Die Kommission moniert Fehlentwicklungen auf dem Pharmamarkt. Demnach werden immer weniger neue Arzneimittel eingeführt. Generika kommen laut Kommission teilweise verzögert auf den Markt. Als erster betroffener Generikahersteller ging Sandoz, die Tochter des schweizerischen Pharmakonzerns Novartis, aus der Deckung. Die Büros am Standort Holzkirchen seien gestern von Ermittlern der Kommission durchsucht worden; der Schwerpunkt der Untersuchungen habe auf dem Marktzutritt von Generika gelegen. Sandoz erklärte, vollständig mit der Kommission zu kooperieren.

EU-Wettbewerbskommissarin Neelie Kroes startete parallel eine Untersuchung der gesamten Pharmabranche, erste Ergebnisse sollen im Herbst vorliegen.

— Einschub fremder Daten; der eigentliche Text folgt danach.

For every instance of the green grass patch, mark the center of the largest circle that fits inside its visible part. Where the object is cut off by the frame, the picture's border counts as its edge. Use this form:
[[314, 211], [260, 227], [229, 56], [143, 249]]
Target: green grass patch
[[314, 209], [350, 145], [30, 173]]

Kroes interessiert sich besonders für die brancheninterne Beilegung von Patentstreitigkeiten und mögliche Barrieren gegen die Einführung von preisgünstigen Generika-Produkten. "Falls innovative Produkte nicht hergestellt und falls billigere Generika-Alternativen zu bereits existierenden Arzneimitteln verzögert werden, dann müssen wir den Grund dafür finden und notfalls einschreiten."

Die Kommission kann förmliche Kartell- oder Missbrauchsverfahren gegen die Hersteller eröffnen, bei denen Bußgelder von bis zu zehn Prozent eines Jahresumsatzes drohen. Kroes schränkte dazu ein, dass ihr bisher keine konkreten Hinweise auf Verstöße einzelner Unternehmen vorliegen. Sie nannte deshalb keine Firmen-Namen. Nach ergänzenden Angaben liegen der EU-Behörde förmliche Beschwerden von Marktteilnehmern vor.

In den USA waren in der Vergangenheit Fälle bekannt geworden, in denen Generikahersteller nach einer Einigung mit dem jeweiligen Originalhersteller Zulassungsanträge für neue Generika zurückgezogen hatten. So war die kanadische Apotex von ihren Plänen, ein Plavix-Generikum auf den Markt zu bringen, nach einer Verhandlungen mit Sanofi-Aventis und Bristol-Myers Squibb abgekommen. 2006 kritisierten US-Wettbewerbshüter in einem Bericht illegale Absprachen zwischen Original- und Generikaherstellern angeprangert. Für entsprechende Unterlassungserklärungen würden Prämien gezahlt, so die Gutachter.